Ethem Nejat'ın iki hikaye kitabı bulunur ki bunlardan "Çiftlik Müdürü" Türkçü duygu ve düşünceyle, diğeri  "Yiğit Türkler" ise Turancı bir anlayışla kaleme alınmıştır. "Yiğit Türkler" adlı eserinin belki de en çarpıcı teması Osmanlının Balkan Savaşları ile kaybettiği ana yurdunun başta Selanik, Edirne ve Manastır olmak üzere tekrar kazanılması ve gelişen Osmanlı’nın bir Turan İmparatorluğu'na dönüşmesi fikridir.

Ethem Nejat için bir süre kalacağı Almanya bir çok şeyin değişmesi ve yeni fikirlerle tanışması demektir. Berlin’de yaşayan veya eğitim gören bir çok Türk genci, Türkçü hissiyatlarının yanı sıra sosyalist fikirlere yakınlaşmış ve benimsemişlerdir. Bunların bir kısmı öyle inançla hareket ederler ki, daha sonra kurulacak Almanya Komünist Partisi'nin temellerini teşkil eden Spartakist’lere yakınlık duymakta, onlarla birlikte eylemler düzenlemektedirler. Ethem Nejat’ta bunlardan birisidir.
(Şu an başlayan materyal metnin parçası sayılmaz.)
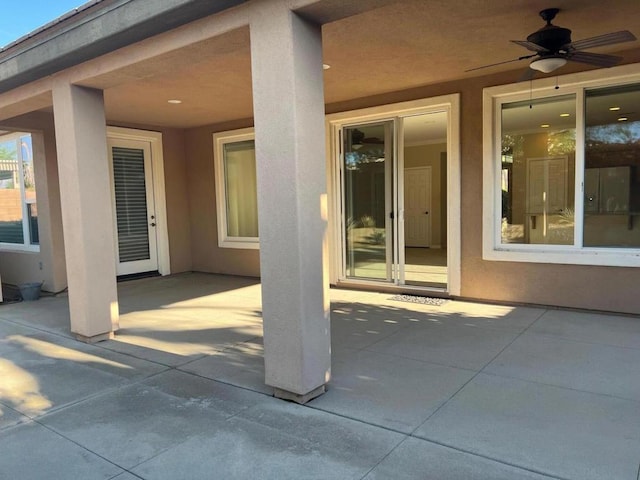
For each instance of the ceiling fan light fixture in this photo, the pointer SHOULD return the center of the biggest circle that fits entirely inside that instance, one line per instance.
(548, 64)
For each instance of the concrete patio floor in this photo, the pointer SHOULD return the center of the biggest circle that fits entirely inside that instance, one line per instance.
(455, 391)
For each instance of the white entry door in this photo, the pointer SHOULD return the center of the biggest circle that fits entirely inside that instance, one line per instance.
(417, 207)
(133, 206)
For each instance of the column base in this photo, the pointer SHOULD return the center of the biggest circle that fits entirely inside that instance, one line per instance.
(94, 339)
(295, 397)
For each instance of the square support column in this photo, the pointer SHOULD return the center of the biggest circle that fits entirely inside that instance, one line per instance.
(87, 213)
(288, 104)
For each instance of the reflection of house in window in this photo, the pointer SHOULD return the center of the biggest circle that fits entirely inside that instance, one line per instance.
(18, 212)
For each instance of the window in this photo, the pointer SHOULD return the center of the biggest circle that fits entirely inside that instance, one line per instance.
(18, 207)
(236, 190)
(564, 166)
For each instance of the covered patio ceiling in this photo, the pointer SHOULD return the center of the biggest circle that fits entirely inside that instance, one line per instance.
(403, 45)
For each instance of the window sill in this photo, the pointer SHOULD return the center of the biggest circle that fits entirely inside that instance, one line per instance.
(587, 256)
(240, 244)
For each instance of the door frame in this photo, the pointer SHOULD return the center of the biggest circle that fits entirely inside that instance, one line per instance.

O dönemde “Kurtuluş” dergisi çıkmaktadır. Her ne kadar sosyalist olsalar da gerçek amacın ne olduğunu bu dergide yayımlanan bir yazı açıklıkla göstermektedir.
"Bütün memleketlerin proletaryası! Türkiye'deki kardeşleriniz hak ve insanlık uğrundaki mukaddes savaşında sizin yardımınızdan sizin himayenizden emindir. Bütün memleketlerin proletaryası!
Emperyalist, kapitalist ve şoven nasyonalist hırslar bugün çoğunluğu Türk olan toprakları yutmak parçalamak istiyorlar."
Ülkesine dönen Ethem Nejat 1919 seçimlerinde aday olur ancak seçilemez ve Mustafa Suphi'lere katılmak için Bakü'ye gider. Burada Turancı Milli Komünizm akımının öncülerinden Sultangaliyev, yardımcısı ise Mustafa Suphi’dir. Rus Çarının esiri konumundaki Türklerin, Sosyalizm adı altında yeni bir köleliğe sürüklendiğini görerek buna karşı tedbir almaya çalışmaktadırlar. Asıl amaçları ise Turan Sosyalist Federasyonudur ve ayrıca Türkiye'deki Milli Kurtuluş Savaşı'na da yardım edilmektedirler.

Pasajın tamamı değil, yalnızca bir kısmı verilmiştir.